Stumpy Nubs - real name, James Hamilton - may well be the first in the worldwide woodworking community to write a book to serve as one of the signposts for his on-line store.
Although his presence on the Internet has no direct bearing on a reader's potential benefit from his book, a precis of Stumpy Nubs' story provides some background about how the designs in the book came to be developed.
After 20 years in a family business, snatching only a few hours each week in his workshop, Hamilton began a woodworking firm. He did not, however tread the familiar path of becoming a furniture maker, but chose to help people make their woodworking dreams come true.
In his own words: 'I build workshops. I teach people how to create a woodworking wonderland with little more than a small space and a smaller budget. I show regular woodworkers how a basement, garage, shed or patio can become a fully functional furniture factory (or just a laid-back, sawdust-on-the-floor man-cave to while away a weekend)’.

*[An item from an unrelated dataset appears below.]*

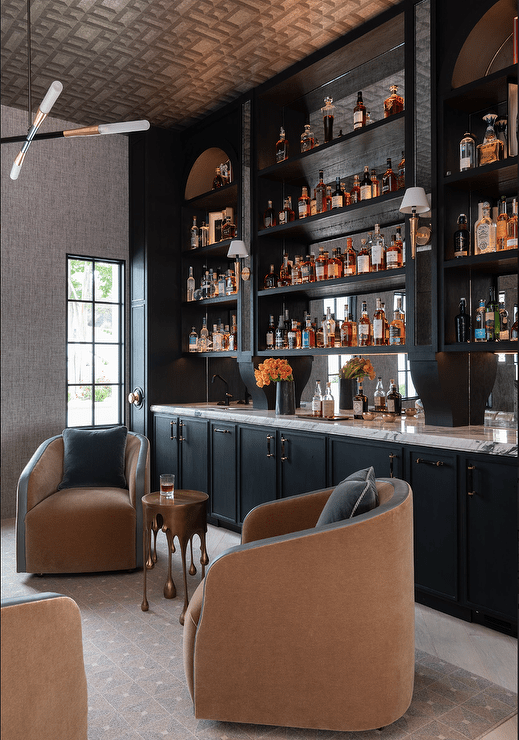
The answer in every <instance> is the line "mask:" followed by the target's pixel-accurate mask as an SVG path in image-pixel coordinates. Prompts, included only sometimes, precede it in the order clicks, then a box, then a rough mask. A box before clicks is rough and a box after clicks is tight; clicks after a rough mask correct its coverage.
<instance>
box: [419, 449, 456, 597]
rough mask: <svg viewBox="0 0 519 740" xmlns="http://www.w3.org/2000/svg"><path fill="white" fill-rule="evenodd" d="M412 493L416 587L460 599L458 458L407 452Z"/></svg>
mask: <svg viewBox="0 0 519 740" xmlns="http://www.w3.org/2000/svg"><path fill="white" fill-rule="evenodd" d="M407 454H408V462H409V464H408V466H407V470H408V471H409V474H408V476H407V480H408V483H409V484H410V486H411V488H412V490H413V511H414V561H415V584H416V586H417V587H418V588H423V589H425V590H426V591H427V592H429V593H433V594H436V595H438V596H442V597H447V598H448V599H452V600H455V599H457V598H458V527H459V517H458V495H457V491H458V481H457V471H456V456H455V455H448V454H445V453H444V451H443V450H430V449H424V448H417V449H412V450H409V451H408V453H407Z"/></svg>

The 12 projects contained in this book are machines and jigs that have been designed so they can be made in the home workshop. They are part of a wider range of plans that is marketed through the Stumpy Nubs website. The fact that purchase of the book may lead readers to not only undertake its projects, but also to go on to look for others that are similar, is the stated reason for the book’s existence.
The structure of each of the machines is fabricated from plywood - usually 3/4" and 1/2" thick. Plywood of these substantial thicknesses is regularly used for DIY projects in the United States, but it has never been adopted to the same degree in this region. However, the material is not particularly difficult to obtain, nor is it significantly different in cost here compared with the US, so neither of these factors should be an impediment to the making of the machines in the book.
The first project is a bench mounted Router Table which has an unusual sliding table (approx: 600mm x 550mm) and a half dozen drawers for router bits.
Project 2 is a Multi-Function Router Lift. This can be used as a stand alone mini router table or as part of a larger table where it would serve as the mechanism for conveniently raising or lowering the router.
The third project is a micro-adjustable router table fence. This is an ingenious device that utilises a threaded rod to provide accurate and repeatable movements of the fence. It could, of course, be used on many router tables other than the one described in Project 1.
These three projects are typical of the others in the book, in that they include more than normal functionality - features that extend their capacity to perform their basic purpose.
All are treated in a similar manner, with clear step-by-step instructions illustrated by photos and line drawings.
The remaining projects are a Benchtop Jigsaw, Multi Function Downdraft Table, Shop Vacuum Cyclone, Crosscut ‘Super Sled’, Dual Stage Drum Sander, 24" Bandsaw, Table Saw Fence, Sliding Crosscut Table and a Table Saw Workstation.
While the book should appeal to anyone who is budget conscious, several of the projects are also likely to interest those who already have a well thought out workshop.